2020 in Review: All Classes Held Remotely in Unprecedented Fall Semester

Harvard held its first-ever fully virtual semester this fall, with classes convening on Zoom.
Harvard held its first-ever fully virtual semester this fall, with classes convening on Zoom. By Sara Komatsu
By Taylor C. Peterman, Crimson Staff Writer

This story is part of The Crimson's Ten Stories That Shaped 2020 series. To view other parts, click here.

Harvard announced in July that it would welcome only freshmen and students with extenuating circumstances to campus for the fall semester and conduct its courses entirely online.

Though the College had planned to provide accommodations for up to 40 percent of its undergraduate population, just a quarter of students elected to live on campus.

Despite being among the class invited to campus, international freshmen were unable to live in residence due to federal visa restrictions.
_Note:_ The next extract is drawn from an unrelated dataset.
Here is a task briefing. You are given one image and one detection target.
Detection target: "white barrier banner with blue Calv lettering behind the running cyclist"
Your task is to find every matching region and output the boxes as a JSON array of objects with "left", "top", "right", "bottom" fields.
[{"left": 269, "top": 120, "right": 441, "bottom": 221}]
Barred from on-campus housing, some upperclassmen opted to return to the Boston area anyway, taking up rentals with friends. Others chose to venture much farther from the Yard, settling in locales like Hawaii, Utah, New York, and Rhode Island.
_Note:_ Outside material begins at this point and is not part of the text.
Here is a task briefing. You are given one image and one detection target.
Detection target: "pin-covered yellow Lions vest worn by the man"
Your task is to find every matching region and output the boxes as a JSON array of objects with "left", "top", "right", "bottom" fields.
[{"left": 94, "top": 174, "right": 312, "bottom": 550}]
Many undergraduates mulled taking a leave of absence or gap year upon learning of another semester of virtual classes. Ultimately, nearly 20 percent of students chose not to enroll for the fall semester, decreasing enrollment from 6,755 students last year to 5,382 students this year.

Students living on campus arrived in Cambridge in late August at pre-assigned times spread over a week. Once on campus, residents underwent Covid-19 testing, picked up their keys and pre-packaged meals, and moved into their dorms for a mandated quarantine.

In October, Harvard sent three freshmen living in Mather House back home for hosting an indoor party with at least three other guests. That incident marked the only confirmed case of the College’s Community Council — a group of student volunteers, faculty, and staff members organized to enforce health and safety requirements — disciplining undergraduates for violating the rules.

With all academic and extracurricular activities rendered virtual, some enrolled students reported feelings of Zoom fatigue throughout the semester. “We can't take for granted how important it is to have that student interaction, and it can't necessarily be replicated on Zoom. It's just not the same,” Dean of Students Katherine G. O’Dair said of the online transition.

International students of all class years reported an onslaught of challenges during the fall semester, grappling with midnight classes and limited extracurricular and social opportunities.

“My extracurriculars are all but dead,” one international student said in a September interview with The Crimson. “My life at home has been reduced to academic work.”

Back on campus, many student-athletes living in residence said they were “grateful” to be able to meet with coaches and teammates to participate in sport-specific training for a portion of the semester.

Though the Ivy League canceled fall and winter sports, the College permitted student-athletes to participate in strength and conditioning training for an hour each day, during which they wore masks and maintained a six-foot distance.